The PPM Working group

In many countries, patients with symptoms of TB, including the very poor, seek and receive care from a wide variety of health care providers - including from outside the network of national TB programme (NTP) services. Recognizing the significance of engaging these providers in addition to the traditional public health sector, in 2000 WHO launched the Public-Private Mix (PPM) approach. This approach encompasses all forms of public-private (between NTP and the private sector), public-public (between NTP and other public sector care providers) and private-private (e.g. between an NGO or a private hospital and the neighborhood private providers) collaboration to ensure provision of TB care in line with international standards. Various subsequent studies have demonstrated the positive contribution of PPM to case detection and cure rates, while reducing the financial burden on poor patients. A review of evidence indicates that PPM initiatives contributed to a 10%-40% increase in case detection . Engaging all care providers through PPM approaches and promoting the International Standards for Tuberculosis Care are now among the core components of the Stop TB Strategy and are acknowledged as essential to meet the TB-related Millennium Development Goals and reach the targets for TB control set out in the Global Plan.

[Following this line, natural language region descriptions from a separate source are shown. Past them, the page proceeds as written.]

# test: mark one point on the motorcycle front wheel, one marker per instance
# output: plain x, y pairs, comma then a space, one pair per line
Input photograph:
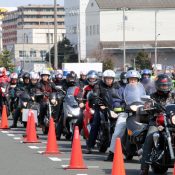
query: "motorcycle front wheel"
157, 169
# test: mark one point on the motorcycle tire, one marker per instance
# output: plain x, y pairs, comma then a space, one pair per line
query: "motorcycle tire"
45, 130
157, 169
103, 141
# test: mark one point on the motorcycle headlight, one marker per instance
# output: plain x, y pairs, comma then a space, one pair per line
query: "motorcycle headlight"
173, 119
53, 100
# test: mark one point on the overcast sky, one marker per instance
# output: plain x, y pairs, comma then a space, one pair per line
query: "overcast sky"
16, 3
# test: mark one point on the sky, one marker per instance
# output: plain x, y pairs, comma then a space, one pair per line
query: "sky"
16, 3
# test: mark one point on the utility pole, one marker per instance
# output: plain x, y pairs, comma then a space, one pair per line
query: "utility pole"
55, 36
124, 43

The Working group on Public-Private Mix for TB care and control was established by the Stop TB Partnership's DOTS Expansion Working Group to help develop global policy on PPM and assist countries to develop and implement national policies and guidelines to engage all care providers.

 

Core Group

Membership to the core group is by nomination, election and invitation by the current core group members and secretariat.

  • The major constituencies to be represented on the core group include:
    • National TB Programmes
    • Stop TB technical and donor partners including NGOs, corporate sector and professional associations
    • Representatives from other relevant Stop TB Working Groups
    • Academic/Research institutions
    • Patient/community representatives
  • Membership to be institutional rather than individual (excluding for ad hoc purposes)
  • About a third of the core group members will be replaced every 2 years.
  • Chair will be elected/re-elected every 2 years
  • New nominations will be solicited pro-actively from individuals/institutions that have not applied but have a potential to contribute substantively.